This document summarizes Kubernetes Day 2 operations at ZSE Energia, a.s. over a period of less than 6 months. It describes how they expanded their initial Kubernetes cluster to include ingress, logging, monitoring, backups, and additional namespaces. It provides recommendations such as budgeting for disruptions, distributing pods across nodes, allowing generous termination periods, and upgrading control planes separately from node pools. The document also notes some approaches they considered but did not take, such as heavy use of Helm charts, operators, or pre-packaged pipelines.

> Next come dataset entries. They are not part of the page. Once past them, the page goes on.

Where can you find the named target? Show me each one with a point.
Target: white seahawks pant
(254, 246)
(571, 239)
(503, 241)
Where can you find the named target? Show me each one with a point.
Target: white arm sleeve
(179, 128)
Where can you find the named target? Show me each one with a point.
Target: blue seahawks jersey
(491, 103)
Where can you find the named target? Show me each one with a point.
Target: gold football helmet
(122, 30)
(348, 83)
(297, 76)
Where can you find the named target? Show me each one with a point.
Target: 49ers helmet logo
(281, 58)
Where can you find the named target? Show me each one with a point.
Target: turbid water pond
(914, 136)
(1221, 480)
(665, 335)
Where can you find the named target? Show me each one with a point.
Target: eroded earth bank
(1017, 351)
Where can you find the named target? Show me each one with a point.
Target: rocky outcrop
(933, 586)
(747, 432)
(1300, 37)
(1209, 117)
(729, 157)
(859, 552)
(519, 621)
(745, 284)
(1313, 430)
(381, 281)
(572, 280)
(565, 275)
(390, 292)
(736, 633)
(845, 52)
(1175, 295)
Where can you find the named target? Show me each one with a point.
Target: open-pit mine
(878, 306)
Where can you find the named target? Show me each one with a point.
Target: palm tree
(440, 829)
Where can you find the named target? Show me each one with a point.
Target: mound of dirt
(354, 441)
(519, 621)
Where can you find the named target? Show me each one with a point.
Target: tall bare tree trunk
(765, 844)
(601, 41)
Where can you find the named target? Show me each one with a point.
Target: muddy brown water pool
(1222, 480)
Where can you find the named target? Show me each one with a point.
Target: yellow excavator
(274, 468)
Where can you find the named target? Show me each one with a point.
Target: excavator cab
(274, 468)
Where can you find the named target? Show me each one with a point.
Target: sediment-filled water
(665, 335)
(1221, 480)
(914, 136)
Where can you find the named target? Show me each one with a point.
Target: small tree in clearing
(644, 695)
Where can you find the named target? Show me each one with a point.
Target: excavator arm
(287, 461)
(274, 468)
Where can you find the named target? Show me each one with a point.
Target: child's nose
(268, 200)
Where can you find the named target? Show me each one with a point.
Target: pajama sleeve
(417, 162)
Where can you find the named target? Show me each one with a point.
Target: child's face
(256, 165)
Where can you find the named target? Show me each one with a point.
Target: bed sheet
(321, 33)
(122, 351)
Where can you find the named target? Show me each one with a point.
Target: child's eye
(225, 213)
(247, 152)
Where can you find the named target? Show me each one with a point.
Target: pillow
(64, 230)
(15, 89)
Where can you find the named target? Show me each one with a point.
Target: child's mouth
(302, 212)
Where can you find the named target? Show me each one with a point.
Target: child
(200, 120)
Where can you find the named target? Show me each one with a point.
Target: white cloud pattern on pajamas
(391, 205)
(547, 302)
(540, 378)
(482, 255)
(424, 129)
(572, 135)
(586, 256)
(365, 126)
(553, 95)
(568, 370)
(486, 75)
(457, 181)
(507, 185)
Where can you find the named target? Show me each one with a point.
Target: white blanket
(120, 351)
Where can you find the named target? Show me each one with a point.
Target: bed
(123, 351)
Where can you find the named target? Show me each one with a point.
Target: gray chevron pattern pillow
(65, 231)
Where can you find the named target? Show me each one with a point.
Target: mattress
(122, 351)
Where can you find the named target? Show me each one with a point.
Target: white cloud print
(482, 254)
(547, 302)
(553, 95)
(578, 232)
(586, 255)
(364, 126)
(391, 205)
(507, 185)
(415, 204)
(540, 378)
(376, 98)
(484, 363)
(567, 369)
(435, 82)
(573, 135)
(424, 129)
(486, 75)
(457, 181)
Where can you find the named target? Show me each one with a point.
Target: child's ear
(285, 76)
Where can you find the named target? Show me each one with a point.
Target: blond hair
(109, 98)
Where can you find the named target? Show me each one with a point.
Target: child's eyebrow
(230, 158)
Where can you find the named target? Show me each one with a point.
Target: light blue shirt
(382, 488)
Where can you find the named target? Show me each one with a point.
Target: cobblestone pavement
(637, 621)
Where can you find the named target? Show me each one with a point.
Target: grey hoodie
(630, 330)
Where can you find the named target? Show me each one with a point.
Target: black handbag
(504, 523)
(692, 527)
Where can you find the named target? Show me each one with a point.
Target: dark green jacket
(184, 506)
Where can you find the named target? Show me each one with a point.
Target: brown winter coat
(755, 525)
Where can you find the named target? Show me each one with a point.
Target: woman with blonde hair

1. Kubernetes Day 2 @ ZSE Energia, a.s.
Miro Toma
November 10th, 2021

2. About
Me
• IT nerd since the dawn of time
• 25 years professional experience
• Held various positions covering most functions in IT
stack
• Passionate about tech & new trends
• Stirring the IT pot in the utilities sector since 2014
ZSE Energia, a.s.
• Major energy supplier in Slovakia
• Part of larger ZSE group
• Commercial company (not state managed!)
• Small internal IT unit
• Heavy reliance on vendors (not a dev shop)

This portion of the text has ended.